I’m going to try to get my blog started again with things that are going on in my life right now.
One of those things is the Climate Justice event put on by the United Methodist Women’s mission u last month. And one of the topics that hit me hard, because I now live in water challenged Arizona, was our overuse of water as a country.
While we are already experiencing water shortages and contaminated groundwater, it is estimated that between two and seven billion people will face water shortages by 2050. Many of us will not be here by then. Our grandchildren will have to deal with the problem. Are we willing to do a few simple things to help them now?
Because I live in an apartment, I concentrated this time on what we can do inside the house. Actually, I hope we are already doing most of these, and I’m sure you can think of others, but let’s remind ourselves of a few simple steps.
We can turn off the water while brushing our teeth.
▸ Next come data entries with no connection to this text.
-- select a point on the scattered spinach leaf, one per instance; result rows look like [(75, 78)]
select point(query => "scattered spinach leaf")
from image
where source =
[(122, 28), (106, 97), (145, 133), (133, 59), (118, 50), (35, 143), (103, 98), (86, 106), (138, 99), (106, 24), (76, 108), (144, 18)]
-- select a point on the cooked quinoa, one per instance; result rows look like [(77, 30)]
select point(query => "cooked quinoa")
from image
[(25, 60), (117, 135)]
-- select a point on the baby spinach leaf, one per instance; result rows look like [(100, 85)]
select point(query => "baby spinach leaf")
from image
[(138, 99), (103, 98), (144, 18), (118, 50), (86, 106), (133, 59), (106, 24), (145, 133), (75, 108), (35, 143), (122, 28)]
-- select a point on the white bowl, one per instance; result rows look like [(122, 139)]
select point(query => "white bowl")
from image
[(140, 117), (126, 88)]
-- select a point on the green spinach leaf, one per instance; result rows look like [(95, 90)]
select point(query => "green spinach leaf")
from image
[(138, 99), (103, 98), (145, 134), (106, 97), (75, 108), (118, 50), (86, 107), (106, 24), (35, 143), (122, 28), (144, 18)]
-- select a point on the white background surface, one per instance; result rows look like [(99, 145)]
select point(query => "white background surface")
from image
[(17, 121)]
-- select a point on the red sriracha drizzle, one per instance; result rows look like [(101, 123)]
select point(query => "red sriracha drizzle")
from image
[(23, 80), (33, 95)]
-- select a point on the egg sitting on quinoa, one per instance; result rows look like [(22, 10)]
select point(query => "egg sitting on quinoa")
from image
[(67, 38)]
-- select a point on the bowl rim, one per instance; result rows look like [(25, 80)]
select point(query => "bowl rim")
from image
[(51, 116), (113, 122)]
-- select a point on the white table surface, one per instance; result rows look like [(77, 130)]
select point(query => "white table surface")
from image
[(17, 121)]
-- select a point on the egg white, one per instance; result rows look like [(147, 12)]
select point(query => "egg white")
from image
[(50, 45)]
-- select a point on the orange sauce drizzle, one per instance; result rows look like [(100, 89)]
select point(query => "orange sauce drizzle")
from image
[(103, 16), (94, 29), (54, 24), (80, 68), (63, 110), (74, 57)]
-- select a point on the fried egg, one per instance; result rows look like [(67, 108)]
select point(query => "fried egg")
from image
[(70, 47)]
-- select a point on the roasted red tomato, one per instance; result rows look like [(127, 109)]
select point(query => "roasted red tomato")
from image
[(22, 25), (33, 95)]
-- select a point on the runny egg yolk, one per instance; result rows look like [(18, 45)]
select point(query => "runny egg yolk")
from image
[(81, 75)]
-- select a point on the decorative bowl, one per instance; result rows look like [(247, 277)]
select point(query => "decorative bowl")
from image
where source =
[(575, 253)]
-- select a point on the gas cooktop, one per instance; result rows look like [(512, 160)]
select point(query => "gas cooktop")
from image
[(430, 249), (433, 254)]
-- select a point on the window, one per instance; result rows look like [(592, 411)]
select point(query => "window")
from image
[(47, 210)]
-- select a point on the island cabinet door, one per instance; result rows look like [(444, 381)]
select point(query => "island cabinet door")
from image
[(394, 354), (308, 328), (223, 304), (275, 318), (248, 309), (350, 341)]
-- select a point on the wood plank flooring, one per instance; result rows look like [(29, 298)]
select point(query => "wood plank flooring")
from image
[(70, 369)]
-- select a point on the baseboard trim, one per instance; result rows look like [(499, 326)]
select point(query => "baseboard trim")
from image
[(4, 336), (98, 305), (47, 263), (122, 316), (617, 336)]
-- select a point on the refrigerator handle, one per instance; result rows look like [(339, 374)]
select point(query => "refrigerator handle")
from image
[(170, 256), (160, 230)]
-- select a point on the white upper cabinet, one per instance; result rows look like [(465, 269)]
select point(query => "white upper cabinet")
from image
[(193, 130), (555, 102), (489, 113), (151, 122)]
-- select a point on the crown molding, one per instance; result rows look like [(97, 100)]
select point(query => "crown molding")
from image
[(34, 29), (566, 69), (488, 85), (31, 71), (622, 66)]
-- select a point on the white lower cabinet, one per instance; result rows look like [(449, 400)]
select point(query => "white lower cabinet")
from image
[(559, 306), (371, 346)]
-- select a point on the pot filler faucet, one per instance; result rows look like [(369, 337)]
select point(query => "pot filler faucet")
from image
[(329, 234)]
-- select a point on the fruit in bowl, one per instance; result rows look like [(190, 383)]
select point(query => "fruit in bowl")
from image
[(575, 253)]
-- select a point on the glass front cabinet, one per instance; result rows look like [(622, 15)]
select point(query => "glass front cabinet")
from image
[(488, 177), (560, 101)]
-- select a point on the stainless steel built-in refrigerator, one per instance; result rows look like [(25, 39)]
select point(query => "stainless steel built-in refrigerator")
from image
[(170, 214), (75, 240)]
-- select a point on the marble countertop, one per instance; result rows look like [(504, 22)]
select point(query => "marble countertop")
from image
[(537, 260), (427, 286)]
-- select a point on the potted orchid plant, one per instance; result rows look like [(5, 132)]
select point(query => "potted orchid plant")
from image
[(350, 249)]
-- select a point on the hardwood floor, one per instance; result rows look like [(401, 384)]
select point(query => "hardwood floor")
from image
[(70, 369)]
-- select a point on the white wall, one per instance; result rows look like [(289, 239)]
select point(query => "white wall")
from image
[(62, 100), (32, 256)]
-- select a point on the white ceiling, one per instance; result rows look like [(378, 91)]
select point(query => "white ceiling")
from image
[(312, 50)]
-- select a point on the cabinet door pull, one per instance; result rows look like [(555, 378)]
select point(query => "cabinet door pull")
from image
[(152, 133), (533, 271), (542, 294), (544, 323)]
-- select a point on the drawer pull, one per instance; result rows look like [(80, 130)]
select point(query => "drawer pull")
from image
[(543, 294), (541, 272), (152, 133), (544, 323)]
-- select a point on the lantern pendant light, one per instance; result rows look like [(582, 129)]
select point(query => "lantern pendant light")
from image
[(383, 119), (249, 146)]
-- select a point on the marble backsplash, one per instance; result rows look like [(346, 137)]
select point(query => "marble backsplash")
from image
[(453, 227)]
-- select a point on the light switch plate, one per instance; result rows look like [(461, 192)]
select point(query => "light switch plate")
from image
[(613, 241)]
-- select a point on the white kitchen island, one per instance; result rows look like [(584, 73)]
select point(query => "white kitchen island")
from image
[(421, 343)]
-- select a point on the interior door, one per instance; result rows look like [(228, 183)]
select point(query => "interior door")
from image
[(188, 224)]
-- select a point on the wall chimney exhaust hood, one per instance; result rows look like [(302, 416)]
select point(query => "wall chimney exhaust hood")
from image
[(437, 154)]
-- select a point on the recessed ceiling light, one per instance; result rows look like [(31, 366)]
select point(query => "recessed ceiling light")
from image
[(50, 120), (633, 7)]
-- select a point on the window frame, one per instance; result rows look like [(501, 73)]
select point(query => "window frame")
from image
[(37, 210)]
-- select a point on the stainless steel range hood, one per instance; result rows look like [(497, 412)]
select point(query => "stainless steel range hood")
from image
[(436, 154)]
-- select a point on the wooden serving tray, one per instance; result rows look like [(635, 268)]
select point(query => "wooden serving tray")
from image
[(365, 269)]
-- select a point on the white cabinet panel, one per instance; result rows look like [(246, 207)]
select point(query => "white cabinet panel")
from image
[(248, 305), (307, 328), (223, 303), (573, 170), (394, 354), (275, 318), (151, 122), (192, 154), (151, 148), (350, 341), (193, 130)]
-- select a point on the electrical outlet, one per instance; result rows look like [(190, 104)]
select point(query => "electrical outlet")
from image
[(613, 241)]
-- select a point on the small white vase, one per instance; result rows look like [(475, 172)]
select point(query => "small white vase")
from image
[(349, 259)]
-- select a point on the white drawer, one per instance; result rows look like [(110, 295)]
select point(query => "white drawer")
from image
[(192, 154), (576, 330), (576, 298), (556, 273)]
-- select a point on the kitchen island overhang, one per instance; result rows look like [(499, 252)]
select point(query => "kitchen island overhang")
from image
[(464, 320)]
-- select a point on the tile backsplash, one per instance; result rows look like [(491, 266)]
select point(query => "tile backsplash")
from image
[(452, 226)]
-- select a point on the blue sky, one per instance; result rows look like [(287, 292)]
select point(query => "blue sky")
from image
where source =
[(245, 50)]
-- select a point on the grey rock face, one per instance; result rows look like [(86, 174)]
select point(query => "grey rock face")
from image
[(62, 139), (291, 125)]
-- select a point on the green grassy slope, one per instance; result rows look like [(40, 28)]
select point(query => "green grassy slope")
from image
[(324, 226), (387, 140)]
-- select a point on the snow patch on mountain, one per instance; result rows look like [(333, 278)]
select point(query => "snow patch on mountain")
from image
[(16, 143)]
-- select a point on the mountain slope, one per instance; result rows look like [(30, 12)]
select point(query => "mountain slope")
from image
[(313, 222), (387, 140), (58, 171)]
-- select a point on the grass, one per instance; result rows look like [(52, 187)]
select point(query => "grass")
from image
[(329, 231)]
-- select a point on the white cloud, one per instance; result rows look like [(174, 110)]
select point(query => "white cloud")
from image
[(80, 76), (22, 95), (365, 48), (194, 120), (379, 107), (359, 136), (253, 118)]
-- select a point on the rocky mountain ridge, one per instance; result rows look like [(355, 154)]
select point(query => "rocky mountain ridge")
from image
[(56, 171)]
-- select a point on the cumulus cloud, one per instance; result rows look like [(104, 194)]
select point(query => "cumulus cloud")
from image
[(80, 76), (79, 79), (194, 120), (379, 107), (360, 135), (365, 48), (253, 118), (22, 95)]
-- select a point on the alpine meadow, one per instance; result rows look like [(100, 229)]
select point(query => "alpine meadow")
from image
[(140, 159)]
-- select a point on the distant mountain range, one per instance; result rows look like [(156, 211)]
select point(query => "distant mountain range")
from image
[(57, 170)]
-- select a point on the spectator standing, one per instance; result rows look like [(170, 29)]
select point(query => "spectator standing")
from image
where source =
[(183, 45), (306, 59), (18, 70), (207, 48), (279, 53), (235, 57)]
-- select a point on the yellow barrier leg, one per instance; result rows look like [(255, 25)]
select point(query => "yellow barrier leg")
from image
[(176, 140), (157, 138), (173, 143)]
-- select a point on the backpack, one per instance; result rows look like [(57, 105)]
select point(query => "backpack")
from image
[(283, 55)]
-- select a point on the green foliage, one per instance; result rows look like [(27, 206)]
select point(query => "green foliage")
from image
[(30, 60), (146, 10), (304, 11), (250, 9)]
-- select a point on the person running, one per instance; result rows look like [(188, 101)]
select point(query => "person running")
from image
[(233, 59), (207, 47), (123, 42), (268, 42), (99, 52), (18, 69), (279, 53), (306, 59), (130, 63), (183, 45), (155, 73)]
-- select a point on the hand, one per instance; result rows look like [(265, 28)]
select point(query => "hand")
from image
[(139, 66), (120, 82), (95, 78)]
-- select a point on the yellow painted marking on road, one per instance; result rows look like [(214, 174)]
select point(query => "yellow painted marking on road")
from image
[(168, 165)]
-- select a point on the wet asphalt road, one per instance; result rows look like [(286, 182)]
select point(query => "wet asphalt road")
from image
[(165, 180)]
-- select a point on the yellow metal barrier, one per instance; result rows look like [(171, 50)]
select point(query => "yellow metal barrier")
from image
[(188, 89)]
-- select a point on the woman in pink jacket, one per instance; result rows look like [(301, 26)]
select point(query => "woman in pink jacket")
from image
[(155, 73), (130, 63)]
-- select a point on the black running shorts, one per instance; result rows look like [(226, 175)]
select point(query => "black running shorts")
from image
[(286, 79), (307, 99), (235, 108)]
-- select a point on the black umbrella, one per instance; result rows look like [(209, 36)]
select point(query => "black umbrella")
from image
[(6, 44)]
Showers take less water than baths (unless we take long soaks in the downpour). We can enhance our savings by getting wet, turning off the shower, lathering up, and turning on the shower to rinse. I have the shower running about three minutes doing this.
We can run the washing machine only when we have a full load, and use the reduced load settings when we need to run it less than full.
Used properly, and only run when it is full, the dishwasher uses less water than handwashing. However, that means we don’t use gallons of water rinsing and preparing dishes for the dishwasher. Instead, we can soak or rinse them using the same water in a container several times. Some dishwashers can handle dishes without rinsing at all, only scraping. If we do hand wash, don’t run the water constantly. Use a pan or sink of soapy water and another of rinse water or wash all the dishes before turning on the water to rinse them.
Keep drinking water in the refrigerator rather than running it from the tap to get cold every time we take a drink.
Get food from the freezer early enough to thaw in the refrigerator rather than thawing it under running water.
We can run the tap water only as fast as necessary to wash our hands and for other incidental uses.
Perhaps you can think of other things to add. If so, leave them in a comment. I plan to start using a bucket to catch the shower water while it is warming up and using that water to water plants and flush my toilet.
An African proverb says: “Many little people, in many little places, taking many little steps, can change the face of the world.”